- Nickname: village head - Suresh bolde
- Alur Location in Maharashtra, India Alur Alur (India)
- Coordinates: 17°41′51″N 076°25′31″E﻿ / ﻿17.69750°N 76.42528°E
- Country: India
- State: Maharashtra
- District: Osmanabad
- Tahsil: Omerga

Government
- • Body: Village panchayat

Area
- • Total: 35.64 km^{2} (13.76 sq mi)
- Elevation: 458 m (1,503 ft)

Population (2011)
- • Total: 7,931
- • Density: 222.5/km^{2} (576.4/sq mi)

Languages
- • Official: Marathi, Kannada
- Time zone: UTC+5:30 (IST)
- PIN: 413605
- ISO 3166 code: IN-MH
- Lok Sabha constituency: Osmanabad
- Vidhan Sabha constituency: Umarga
- Website: maharashtra.gov.in

= Alur, Osmanabad =

Village in Maharashtra

 Alur is a panchayat village in the state of Maharashtra, India. It is administratively under the Umarga Tahsil of Osmanabad District in Maharashtra. There is only the single village of Alur in the Alur gram panchayat. The village is 31 km by road southeast of Naldurg and 52 km by road southwest of Umarga, but only 13 km by road northeast of Wagdari, in Solapur District.

Alur is situated 17 km from NH-9 on the Akkalkot–Omerga road. It was formerly a border village of Hyderabad. Under the Nizam, it had a naka to collect taxes.

== Demographics ==
In the 2001 census, the village of Alur had 6,948 inhabitants, with 3,591 males (51.7%) and 3,357 females (48.3%), for a gender ratio of 935 females per thousand males.

In the 2011 census, the village of Alur had 7,931 inhabitants.

Marathi and Kannada are the official and most widely spoken language.

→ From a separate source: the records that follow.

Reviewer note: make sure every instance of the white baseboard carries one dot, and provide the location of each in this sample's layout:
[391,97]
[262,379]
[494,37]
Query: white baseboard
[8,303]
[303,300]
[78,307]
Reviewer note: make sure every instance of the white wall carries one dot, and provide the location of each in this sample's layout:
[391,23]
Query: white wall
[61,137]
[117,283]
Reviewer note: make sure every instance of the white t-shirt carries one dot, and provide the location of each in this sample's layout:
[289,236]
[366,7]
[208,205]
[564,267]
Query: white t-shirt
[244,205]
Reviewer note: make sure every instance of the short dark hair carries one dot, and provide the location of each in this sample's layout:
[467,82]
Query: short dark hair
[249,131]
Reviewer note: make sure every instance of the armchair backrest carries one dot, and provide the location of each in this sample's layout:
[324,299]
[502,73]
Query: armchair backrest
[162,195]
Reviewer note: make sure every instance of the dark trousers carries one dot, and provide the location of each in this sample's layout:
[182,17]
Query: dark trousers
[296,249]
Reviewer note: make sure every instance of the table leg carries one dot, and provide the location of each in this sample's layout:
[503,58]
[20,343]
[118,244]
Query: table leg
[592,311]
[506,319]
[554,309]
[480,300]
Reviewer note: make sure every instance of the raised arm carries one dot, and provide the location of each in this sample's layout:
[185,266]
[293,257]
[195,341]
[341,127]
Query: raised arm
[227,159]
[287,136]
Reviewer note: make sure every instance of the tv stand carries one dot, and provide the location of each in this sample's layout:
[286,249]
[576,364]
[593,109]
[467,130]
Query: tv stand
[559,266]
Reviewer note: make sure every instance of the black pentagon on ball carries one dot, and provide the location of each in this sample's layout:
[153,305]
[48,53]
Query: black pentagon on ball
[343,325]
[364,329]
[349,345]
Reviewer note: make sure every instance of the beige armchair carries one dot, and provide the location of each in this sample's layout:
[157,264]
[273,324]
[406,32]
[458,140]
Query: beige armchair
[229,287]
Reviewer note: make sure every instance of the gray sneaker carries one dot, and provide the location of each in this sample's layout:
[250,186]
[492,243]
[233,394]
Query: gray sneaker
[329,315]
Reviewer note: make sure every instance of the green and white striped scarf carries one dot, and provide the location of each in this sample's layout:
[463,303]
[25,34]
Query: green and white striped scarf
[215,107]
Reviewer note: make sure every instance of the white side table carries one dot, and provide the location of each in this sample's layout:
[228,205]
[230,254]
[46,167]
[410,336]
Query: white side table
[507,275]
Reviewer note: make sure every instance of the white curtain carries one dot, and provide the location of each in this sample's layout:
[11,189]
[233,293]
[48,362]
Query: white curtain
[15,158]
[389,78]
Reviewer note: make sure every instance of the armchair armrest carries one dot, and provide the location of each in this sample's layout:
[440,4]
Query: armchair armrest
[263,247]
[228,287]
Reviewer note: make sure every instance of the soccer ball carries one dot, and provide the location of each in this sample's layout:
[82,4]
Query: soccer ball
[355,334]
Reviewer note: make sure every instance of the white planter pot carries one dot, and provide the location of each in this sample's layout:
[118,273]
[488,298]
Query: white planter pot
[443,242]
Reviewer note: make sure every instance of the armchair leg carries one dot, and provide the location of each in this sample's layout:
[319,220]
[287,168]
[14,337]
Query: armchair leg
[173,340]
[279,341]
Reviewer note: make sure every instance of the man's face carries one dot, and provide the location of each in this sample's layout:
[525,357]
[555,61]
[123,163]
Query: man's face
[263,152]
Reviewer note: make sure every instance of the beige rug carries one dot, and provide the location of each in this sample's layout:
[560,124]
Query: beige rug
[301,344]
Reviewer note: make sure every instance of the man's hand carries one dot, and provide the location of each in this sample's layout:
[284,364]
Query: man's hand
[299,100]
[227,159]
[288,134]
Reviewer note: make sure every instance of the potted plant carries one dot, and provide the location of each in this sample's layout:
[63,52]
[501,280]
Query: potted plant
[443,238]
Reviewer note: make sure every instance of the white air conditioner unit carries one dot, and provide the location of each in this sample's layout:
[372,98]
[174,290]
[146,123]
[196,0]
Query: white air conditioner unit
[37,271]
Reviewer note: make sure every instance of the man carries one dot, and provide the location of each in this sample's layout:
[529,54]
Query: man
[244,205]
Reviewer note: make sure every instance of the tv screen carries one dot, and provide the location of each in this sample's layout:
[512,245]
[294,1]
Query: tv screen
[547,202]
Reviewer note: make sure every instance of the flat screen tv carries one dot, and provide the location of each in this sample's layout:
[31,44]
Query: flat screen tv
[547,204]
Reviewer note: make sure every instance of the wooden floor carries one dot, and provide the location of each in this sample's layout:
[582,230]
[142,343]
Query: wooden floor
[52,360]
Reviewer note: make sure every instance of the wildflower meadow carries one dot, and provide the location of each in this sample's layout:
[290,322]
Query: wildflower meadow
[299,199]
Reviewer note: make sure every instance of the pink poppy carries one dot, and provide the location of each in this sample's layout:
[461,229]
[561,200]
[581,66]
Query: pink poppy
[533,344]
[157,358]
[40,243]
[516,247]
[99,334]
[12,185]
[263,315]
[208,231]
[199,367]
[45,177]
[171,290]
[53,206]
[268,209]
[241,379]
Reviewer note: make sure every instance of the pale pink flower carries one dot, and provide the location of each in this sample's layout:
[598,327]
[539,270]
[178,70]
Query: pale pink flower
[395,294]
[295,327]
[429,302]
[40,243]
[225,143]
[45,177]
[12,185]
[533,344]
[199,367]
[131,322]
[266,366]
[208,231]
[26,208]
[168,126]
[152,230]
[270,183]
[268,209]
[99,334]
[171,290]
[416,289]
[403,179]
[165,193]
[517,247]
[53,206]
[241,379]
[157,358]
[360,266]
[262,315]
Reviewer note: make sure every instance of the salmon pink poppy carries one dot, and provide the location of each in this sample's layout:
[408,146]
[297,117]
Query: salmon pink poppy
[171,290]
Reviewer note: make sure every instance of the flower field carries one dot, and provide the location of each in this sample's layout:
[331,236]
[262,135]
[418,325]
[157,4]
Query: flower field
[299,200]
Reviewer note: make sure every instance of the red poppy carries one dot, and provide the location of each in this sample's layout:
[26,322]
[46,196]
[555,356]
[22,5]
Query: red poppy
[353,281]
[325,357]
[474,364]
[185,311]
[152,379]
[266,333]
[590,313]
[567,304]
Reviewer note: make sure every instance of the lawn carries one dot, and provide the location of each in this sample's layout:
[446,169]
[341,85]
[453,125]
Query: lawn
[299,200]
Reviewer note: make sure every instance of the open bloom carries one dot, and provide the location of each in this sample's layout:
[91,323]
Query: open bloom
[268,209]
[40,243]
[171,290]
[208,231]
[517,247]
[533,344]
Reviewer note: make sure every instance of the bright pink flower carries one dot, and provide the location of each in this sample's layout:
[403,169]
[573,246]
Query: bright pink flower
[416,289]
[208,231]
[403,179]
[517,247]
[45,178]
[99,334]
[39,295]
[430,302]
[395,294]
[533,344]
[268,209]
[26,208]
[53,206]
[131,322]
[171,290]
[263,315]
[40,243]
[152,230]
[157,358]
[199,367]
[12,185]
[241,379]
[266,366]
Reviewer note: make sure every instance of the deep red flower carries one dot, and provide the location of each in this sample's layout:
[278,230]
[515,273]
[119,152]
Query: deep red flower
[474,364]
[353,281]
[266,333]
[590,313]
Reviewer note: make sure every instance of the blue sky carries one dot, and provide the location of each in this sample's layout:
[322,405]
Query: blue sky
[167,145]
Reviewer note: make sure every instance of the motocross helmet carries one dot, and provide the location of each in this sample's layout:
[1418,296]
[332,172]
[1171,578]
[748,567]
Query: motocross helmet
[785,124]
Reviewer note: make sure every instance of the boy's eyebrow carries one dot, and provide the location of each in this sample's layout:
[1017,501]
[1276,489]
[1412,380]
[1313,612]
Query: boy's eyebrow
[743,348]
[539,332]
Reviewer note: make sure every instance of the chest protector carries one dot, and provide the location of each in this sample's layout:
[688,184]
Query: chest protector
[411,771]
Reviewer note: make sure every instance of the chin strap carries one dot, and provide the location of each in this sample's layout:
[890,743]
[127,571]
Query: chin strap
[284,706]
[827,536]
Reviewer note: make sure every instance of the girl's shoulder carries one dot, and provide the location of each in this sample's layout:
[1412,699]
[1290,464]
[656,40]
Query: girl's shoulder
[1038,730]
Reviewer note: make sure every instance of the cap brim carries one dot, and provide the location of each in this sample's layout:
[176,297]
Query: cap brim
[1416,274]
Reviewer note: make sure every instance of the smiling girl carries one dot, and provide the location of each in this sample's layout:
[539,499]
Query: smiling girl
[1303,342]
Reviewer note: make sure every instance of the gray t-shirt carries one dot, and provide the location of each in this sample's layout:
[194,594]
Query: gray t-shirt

Alur is also known for "Alur Pedha" made from milk and sugar.

== Temples and culture ==
This village has ancient temples of Lord Siva: Shantehshwar Temple, Sangameshwar Temple, Someshwar Temple, Sangamudreshwar Temple and Narasimha Temple.

== Infrastructure ==
Education:
Marathi Zilla Parishad High School until 10th standard, Zilla Parishad Kanya Shala and Urdu school Madarsa Maheraj Ululum.

Several private English nursery schools have started, including Shri. Someshwar English school and Saraswati English School.

Alur has a "Center of Sanskrit Education and Examination" affiliated with Bharatiya Vidya Bhavan, Mumbai. Itr was started by the late Sri. Shantappa Birajdar – Guruji, hundreds of students have completed various level of Sanskrit courses, it has benefited young students in learning about Indic culture and the mother language of Hindi.

Health Care:
The government hospital, with more than 100 beds, is the medical center for nearby villages.there are also private badli tak laxmi clinic and shiv clinic and kasturi clinic

Financial
Alur has one government bank, Maharashtra Grameen Bank, formerly known as Marathwada Grameen Bank, a subsidiary of "Bank of Maharashtra". There is a government approved "Sahakari Patsanstha" and privately owned registered finance offices.

Transportation
Alur has government buses running to Umarga and Akkalkot. Private vehicles are also available for hire.

Places where people travel regularly for business, religious or official work.

- Tuljapur- 60 km for Flower market and devotees of "Goddess Tuljabhavani".
- Pandharpur- 130 km for cattle trading.
- Solapur- 70 km for agriculture trading.
- Åland- 30 km for wholesale grocery and agriculture machinery buying and trading.
- Omerga- 29 km for all legal formalities of land dealings as it is the taluka center.
- Akkalkot- 33 km for agriculture trading.
- Latur - 88 km for agriculture trading.

Industry
Agriculture is the major industry in the surrounding area, and the village has typical small industries that support agricultural activities. There are several mills, the Khyade flour mill being one of the oldest. Agriculture based machinery like tractors, harvesting machines, oil explorers, rice mill hullers are serviced and leased.